In step 4.3.b, we need to merge two connected components into a bigger one. This is done by the Union(a,b) function. This function assumes that a and b are in different connected components and that both a and b are the roots of their corresponding trees (viz., a = A[a], b = A[b]; but a != b.) The merging of the two connected components can be done by simply setting the parent of a to be b, as shown below:
void Union(int a, int b)
{ A[a]=b;
}
Note: You may want to improve on this approach by using union-by-rank
and/or path compression as discussed in chapter 8 of Weiss.
Prim's Algorithm
The adjacency list representation, ADJ, is used for this algorithm.

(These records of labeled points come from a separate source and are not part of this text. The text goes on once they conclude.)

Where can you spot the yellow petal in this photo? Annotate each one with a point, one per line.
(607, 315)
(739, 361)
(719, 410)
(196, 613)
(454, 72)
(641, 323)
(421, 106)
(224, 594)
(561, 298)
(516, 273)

The basic idea of the algorithm is as follows. T is a list (queue) which will contain the edges of the MST. At the beginning, T is empty. We maintain a subset S of vertices V. At the beginning, S only contains one vertex r (usually r = 1). During the execution of the algorithm, we add one vertex into S and one edge into T at a time. Intuitively, we are growing a MST from a single vertex r. S is the set of the vertices in the current tree.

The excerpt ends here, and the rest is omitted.